An unaccompanied choral piece, Orpheus Behind the Wire (1983), was at the heart of the Henze concert. The six choral songs are a parergon to Henze’s full-length Orpheus ballet, with a libretto by Edward Bond, exploring, as does the ballet (also Kurt Weill’s Der neue Orpheus), the musician’s role in contemporary society. Henze scores with a wonderful ear for textures, sonorities, lapped lines, close-pressed harmonies that cloud and clear – sudden swirls of melisma, drumbeats over drones, a blazing climax. Again the BBC Singers, conducted now by Stefan Parkman, were stunningly sure. Earlier Henze was represented by Ariosi (1963), five voluptuous, melancholy Tasso settings with twining soprano and solo violin – originally Irmgard Seefried and her husband Wolfgang Schneiderhan, here Carole Farley and Ernst Kovacic.
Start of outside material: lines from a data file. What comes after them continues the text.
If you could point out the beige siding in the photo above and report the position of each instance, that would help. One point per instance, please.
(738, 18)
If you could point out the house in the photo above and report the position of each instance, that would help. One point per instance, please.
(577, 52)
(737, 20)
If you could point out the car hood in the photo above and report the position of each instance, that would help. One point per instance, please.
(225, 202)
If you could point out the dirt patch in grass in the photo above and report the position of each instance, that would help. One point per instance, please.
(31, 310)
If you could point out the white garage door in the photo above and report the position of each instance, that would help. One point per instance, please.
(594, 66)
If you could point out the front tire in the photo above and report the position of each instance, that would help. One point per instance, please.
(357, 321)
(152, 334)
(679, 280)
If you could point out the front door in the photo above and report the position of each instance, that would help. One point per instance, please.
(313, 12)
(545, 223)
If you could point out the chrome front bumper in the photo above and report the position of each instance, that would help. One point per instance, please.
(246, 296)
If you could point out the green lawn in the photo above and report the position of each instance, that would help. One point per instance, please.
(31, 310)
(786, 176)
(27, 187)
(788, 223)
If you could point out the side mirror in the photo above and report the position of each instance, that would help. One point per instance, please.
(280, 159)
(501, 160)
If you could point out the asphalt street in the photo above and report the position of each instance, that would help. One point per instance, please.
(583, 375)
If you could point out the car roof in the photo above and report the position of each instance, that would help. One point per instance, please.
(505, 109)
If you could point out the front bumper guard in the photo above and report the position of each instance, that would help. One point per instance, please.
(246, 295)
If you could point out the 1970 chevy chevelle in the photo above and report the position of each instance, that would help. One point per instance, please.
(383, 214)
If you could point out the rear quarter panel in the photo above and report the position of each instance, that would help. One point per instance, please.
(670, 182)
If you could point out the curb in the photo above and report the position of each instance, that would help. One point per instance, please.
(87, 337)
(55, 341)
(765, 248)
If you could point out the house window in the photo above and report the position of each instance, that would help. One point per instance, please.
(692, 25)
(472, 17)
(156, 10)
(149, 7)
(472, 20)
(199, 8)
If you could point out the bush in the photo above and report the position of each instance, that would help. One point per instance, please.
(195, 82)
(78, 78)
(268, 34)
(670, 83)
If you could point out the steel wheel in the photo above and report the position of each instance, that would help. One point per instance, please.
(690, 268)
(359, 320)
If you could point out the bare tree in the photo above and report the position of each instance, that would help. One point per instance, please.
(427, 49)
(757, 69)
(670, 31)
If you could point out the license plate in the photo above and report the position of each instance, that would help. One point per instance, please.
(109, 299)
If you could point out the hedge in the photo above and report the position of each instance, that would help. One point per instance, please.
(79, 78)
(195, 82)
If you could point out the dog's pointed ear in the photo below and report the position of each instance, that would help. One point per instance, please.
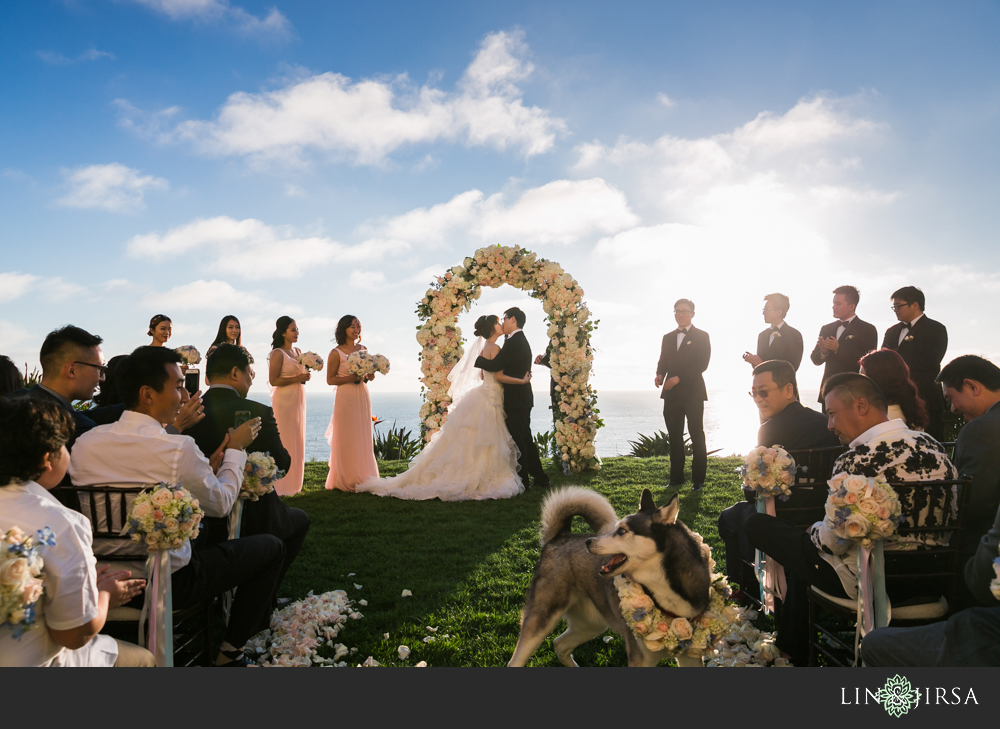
(668, 514)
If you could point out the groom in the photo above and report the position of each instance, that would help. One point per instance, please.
(514, 360)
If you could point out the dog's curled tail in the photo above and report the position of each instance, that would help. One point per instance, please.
(560, 506)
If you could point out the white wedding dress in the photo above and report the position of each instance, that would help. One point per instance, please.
(472, 456)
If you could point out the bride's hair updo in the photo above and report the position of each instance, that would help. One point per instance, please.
(485, 325)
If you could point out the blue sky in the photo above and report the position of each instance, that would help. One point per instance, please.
(202, 157)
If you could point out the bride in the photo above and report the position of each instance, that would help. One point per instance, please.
(472, 456)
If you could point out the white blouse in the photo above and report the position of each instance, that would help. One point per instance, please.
(69, 574)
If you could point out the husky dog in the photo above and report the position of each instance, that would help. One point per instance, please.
(574, 574)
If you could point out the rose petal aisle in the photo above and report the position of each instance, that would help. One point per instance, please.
(302, 629)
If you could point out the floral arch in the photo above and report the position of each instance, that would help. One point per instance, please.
(570, 326)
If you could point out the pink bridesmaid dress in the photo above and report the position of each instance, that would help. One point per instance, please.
(289, 405)
(350, 435)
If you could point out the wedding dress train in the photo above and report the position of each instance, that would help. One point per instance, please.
(471, 457)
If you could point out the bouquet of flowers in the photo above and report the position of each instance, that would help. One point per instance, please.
(311, 361)
(995, 584)
(769, 472)
(861, 509)
(381, 363)
(164, 517)
(189, 354)
(259, 476)
(362, 364)
(21, 576)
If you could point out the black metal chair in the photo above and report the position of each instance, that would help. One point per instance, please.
(107, 507)
(931, 575)
(805, 506)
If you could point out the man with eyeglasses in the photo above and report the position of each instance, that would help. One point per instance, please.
(779, 340)
(72, 369)
(845, 341)
(786, 423)
(684, 356)
(922, 343)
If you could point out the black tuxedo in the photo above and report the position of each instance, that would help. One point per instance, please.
(859, 338)
(787, 345)
(686, 399)
(922, 349)
(514, 360)
(269, 514)
(795, 428)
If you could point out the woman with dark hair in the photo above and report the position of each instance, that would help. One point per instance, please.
(288, 400)
(888, 370)
(10, 376)
(473, 455)
(350, 434)
(229, 333)
(160, 329)
(108, 394)
(75, 595)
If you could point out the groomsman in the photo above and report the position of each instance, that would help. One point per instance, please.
(843, 342)
(921, 342)
(684, 355)
(779, 340)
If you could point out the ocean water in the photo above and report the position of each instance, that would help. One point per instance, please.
(731, 420)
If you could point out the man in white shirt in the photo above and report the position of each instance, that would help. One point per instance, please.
(856, 409)
(137, 450)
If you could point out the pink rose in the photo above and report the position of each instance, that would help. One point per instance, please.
(682, 629)
(16, 572)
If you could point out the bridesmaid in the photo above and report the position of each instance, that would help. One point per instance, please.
(160, 328)
(229, 333)
(352, 450)
(288, 400)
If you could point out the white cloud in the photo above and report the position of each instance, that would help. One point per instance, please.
(252, 249)
(368, 280)
(366, 121)
(666, 101)
(58, 59)
(274, 24)
(560, 212)
(112, 187)
(15, 285)
(211, 296)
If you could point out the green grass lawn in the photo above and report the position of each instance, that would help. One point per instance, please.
(468, 564)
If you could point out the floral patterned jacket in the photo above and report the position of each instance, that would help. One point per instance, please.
(900, 454)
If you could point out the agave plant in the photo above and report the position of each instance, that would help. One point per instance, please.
(658, 444)
(397, 444)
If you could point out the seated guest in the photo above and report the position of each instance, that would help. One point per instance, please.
(787, 423)
(230, 375)
(971, 385)
(76, 596)
(779, 340)
(10, 376)
(137, 450)
(889, 372)
(72, 368)
(857, 415)
(968, 638)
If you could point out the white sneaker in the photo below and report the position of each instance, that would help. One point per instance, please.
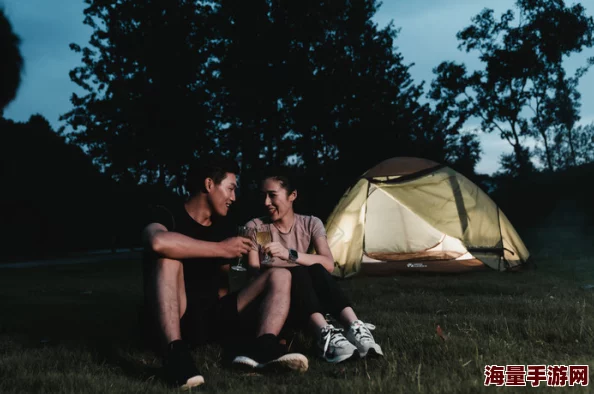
(334, 347)
(359, 334)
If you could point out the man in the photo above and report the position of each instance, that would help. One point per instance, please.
(185, 248)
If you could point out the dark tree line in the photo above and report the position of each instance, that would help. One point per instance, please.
(315, 85)
(268, 82)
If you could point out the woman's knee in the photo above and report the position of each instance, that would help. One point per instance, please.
(164, 265)
(318, 269)
(280, 277)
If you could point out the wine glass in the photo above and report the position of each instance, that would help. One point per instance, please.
(264, 237)
(247, 232)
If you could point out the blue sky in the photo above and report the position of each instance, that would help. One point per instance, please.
(427, 37)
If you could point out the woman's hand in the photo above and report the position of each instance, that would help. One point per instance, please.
(275, 249)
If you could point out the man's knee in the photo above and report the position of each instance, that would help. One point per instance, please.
(165, 266)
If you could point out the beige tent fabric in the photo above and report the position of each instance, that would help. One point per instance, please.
(392, 219)
(453, 205)
(345, 229)
(390, 227)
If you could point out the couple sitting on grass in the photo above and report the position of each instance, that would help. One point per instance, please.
(187, 249)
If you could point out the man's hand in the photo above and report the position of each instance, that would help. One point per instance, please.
(235, 247)
(275, 249)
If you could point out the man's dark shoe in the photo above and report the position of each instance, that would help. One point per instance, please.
(266, 353)
(180, 369)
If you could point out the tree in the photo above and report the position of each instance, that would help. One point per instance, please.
(522, 72)
(11, 64)
(146, 113)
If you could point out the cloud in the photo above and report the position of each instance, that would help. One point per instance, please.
(46, 30)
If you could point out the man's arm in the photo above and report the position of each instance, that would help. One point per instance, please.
(177, 246)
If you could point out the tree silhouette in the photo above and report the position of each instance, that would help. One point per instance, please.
(147, 111)
(11, 64)
(522, 71)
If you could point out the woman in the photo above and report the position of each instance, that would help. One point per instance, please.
(313, 290)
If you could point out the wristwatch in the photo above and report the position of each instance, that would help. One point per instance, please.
(293, 256)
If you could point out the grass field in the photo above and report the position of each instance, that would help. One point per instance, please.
(73, 329)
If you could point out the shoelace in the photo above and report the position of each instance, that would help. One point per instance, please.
(363, 331)
(333, 336)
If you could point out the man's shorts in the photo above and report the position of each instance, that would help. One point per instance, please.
(220, 322)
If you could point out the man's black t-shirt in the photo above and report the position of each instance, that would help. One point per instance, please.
(202, 276)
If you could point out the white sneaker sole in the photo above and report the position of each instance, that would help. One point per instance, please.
(194, 381)
(292, 361)
(342, 357)
(374, 350)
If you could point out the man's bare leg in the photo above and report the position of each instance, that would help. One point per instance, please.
(276, 284)
(171, 303)
(170, 297)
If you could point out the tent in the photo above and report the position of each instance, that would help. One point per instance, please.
(412, 214)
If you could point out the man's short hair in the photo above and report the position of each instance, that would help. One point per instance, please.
(212, 166)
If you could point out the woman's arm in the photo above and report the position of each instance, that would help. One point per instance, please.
(323, 256)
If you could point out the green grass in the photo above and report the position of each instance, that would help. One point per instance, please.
(73, 329)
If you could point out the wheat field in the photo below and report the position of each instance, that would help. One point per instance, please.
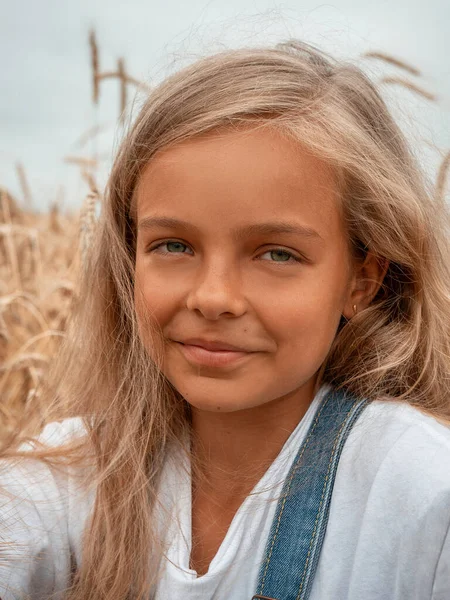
(41, 256)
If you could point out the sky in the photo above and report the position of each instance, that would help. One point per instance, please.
(46, 102)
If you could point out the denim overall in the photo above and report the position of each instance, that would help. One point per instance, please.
(298, 529)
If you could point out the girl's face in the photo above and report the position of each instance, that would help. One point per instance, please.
(240, 240)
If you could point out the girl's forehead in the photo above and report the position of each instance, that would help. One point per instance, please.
(242, 172)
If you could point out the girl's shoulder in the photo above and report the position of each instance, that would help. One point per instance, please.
(395, 443)
(59, 432)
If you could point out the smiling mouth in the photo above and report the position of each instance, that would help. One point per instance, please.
(211, 358)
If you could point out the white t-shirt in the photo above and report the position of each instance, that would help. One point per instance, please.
(387, 536)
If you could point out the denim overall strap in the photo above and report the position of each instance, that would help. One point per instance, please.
(297, 531)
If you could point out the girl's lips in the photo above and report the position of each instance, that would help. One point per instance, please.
(217, 358)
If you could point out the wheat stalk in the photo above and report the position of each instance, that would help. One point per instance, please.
(411, 86)
(24, 184)
(94, 64)
(393, 61)
(87, 225)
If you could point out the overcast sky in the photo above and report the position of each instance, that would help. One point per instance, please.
(45, 75)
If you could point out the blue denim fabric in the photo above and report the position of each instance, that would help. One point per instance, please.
(297, 531)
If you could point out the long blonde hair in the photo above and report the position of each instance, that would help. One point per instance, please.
(398, 347)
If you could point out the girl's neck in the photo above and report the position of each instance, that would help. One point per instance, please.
(233, 450)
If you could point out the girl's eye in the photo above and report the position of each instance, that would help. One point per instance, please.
(169, 244)
(279, 255)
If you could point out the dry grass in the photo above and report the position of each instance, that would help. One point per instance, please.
(39, 261)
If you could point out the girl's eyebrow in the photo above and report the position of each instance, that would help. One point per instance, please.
(267, 228)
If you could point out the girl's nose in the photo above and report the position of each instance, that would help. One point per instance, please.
(217, 291)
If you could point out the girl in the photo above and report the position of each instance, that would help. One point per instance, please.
(253, 401)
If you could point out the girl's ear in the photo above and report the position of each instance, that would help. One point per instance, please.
(365, 283)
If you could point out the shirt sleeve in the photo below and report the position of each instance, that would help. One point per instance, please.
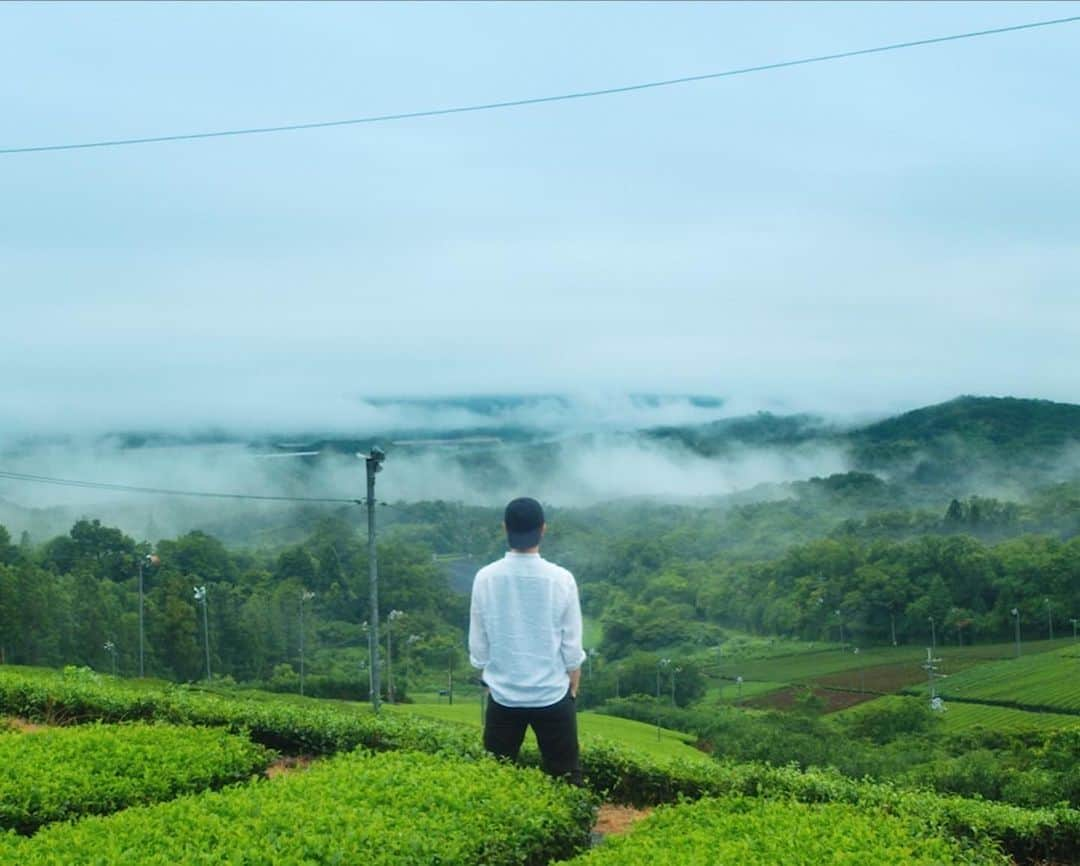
(571, 649)
(478, 648)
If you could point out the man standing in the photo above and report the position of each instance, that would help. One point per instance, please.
(525, 635)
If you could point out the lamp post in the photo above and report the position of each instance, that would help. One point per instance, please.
(374, 464)
(149, 559)
(391, 618)
(201, 597)
(660, 663)
(111, 649)
(305, 596)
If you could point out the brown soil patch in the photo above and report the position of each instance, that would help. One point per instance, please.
(612, 820)
(879, 678)
(785, 699)
(288, 765)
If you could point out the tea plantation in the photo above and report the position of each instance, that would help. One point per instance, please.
(397, 788)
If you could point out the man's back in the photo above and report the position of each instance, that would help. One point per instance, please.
(525, 628)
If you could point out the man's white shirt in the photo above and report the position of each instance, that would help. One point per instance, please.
(525, 630)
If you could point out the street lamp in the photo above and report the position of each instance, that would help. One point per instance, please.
(391, 618)
(374, 464)
(674, 672)
(201, 597)
(306, 595)
(111, 649)
(149, 559)
(660, 663)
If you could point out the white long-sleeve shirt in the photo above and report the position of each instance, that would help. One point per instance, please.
(525, 630)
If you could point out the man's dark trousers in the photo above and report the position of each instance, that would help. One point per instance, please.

The Fifth (1962) and the Eighth (1993) of Henze’s ten (so far) symphonies, conducted by Oliver Knussen, completed the bill. Both are attractive pieces. The Fifth is unwontedly compact. The Eighth, Midsummer Night’s Dream-based (Puck’s journey for first movement, a valse grotesque for Bottom and Titania as the second), is not without episodes of the old near-reckless abundance.
Stockhausen was represented by the pioneering three-orchestra work Gruppen (1957), performed twice, with Andrew Davis, Martyn Brabbins, and Pascal Rophe as the conductors while the composer sat at a sound-console. Ten of his Piano Pieces, nearly an hour’s worth, completed the programme. Gruppen may have been engendered by experiment and theory – an exploration of rhythm and pitch as related forms of periodicity – but fantasy and creative genius brought it to birth; Robin Maconie in his Stockhausen book writes of “impressions and reflections of natural movements, leaves disturbed by wind, patterns of rainfall, sunlight dancing on the waves”. The spatial devices first conceived as a practical way of superimposing metres and tempi too intricate for a single orchestra to compass became an exciting (and influential) part of the piece. The Festival Hall is not its ideal home:
Rattle and the Birmingham Orchestra showed that four years ago, when they played it on consecutive days in Birmingham and in London. And both Gruppen and Coro have flowered more freely at the Proms (in 1967 and 1977). But these were three exciting, important concerts. Perhaps there will be Albert Hall repeats this summer.